Tout-à-coup, la tempête au dehors se matérialise, devient tsunami, enfonce les vitres, projette les meubles, même les plus lourds, fait voler les tapis. Le bruit de l’explosion est indescriptible. Dans la rue, les alarmes se mêlent aux cris des gens. J’imagine les blessés, peut-être les morts, je voudrais descendre mais je n’ai pas de jambes. Mon mari est encore à genoux. Il ne dit rien. Je répète bêtement « qu’est-ce que c’est ? », et je prends la mesure du hasard qui nous a poussés à nous poser en cet endroit de la pièce plutôt qu’un autre où nous n’aurions certainement pas survécu. Et ma fille ? Elle s’est réfugiée dans une salle de bain. Son chat est introuvable. La porte d’entrée est ouverte, mais nul visiteur sur le palier. Les placards sont défoncés, les plâtres éventrés, les fenêtres sorties de leur cadre.
Mais nous sommes sains et saufs. Déblayer à présent. Remplir des caisses de verre et de vitres brisées, avec ce bruit si caractéristique auquel fait écho depuis la rue le sinistre cliquetis qui a rythmé les quinze années de guerre dont nous sommes encore habités. En soirée débarqueront des amis dont la belle maison du début du siècle dernier s’est littéralement effondrée. L’ampleur des dégâts, sur un périmètre de 17km, est inouïe. Toutes nos guerres en un jour ! Fermez vos fenêtres, nous dit-on, l’air est toxique. Quelles fenêtres ?
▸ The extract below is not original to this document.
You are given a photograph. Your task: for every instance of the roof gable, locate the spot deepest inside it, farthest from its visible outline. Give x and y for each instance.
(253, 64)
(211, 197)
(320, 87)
Petit à petit commence le sombre décompte. Les pompiers qui luttaient contre le foyer d’incendie qui aurait provoqué l’explosion d’un mystérieux « dépôt de nitrate d’ammonium » au port ont tous disparu. Le bord de mer et les beaux quartiers traditionnels de Gemmayzé et de Mar Mikhaël, ainsi que la falaise qui les surplombe, sont les plus sinistrés. La ville entière est sinistrée, mais là, c’est la dernière partie de son passé qui s’écroule, le palais Sursock, le musée Sursock, les blondes façades ottomanes, les charmants toits de tuiles, le quartier de Bourj Hammoud où la communauté arménienne concentre le meilleur du savoir-faire libanais... La nuit est zébrée de gyrophares et les sirènes incessantes des ambulances lacèrent le silence. Les chocs se succèdent. Jean-Marc Bonfils, l’un des architectes les plus doués de sa jeune génération… Marion Hochar, céramiste de grand talent, si pleine de joie de vivre... Des disparus par centaines… Égrener les noms connus ou inconnus pour que ces nouvelles stèles plantées dans nos cœurs en gardent le souvenir.
Tout à coup, Beyrouth devint Hiroshima. Que s’est-il passé ? Accident ou attentat ? Pourquoi cet acharnement du sort sur un pays déjà disgracié par sa classe politique, rongé par le clientélisme et la corruption, ravagé par un effondrement économique sans précédent et rattrapé par la pandémie qui avait semblé l’avoir épargné pour un temps… mais la réponse est déjà dans cette énumération, à elle seule démonstration de la loi de Murphy. Quand on est gouverné par des caricatures, livré aux agendas étrangers par une milice et ses complices au sommet de l’État qui n’ont que faire des rêves de stabilité et de prospérité de leurs concitoyens, attentats ou accidents, malveillance ou négligence, relèvent du même mépris.
Fifi Abou Dib est directrice de rédaction d'Arab News en français et éditorialiste au quotidien libanais L'Orient-Le Jour. Elle a également été rédactrice-en-chef de L'Officiel Levant.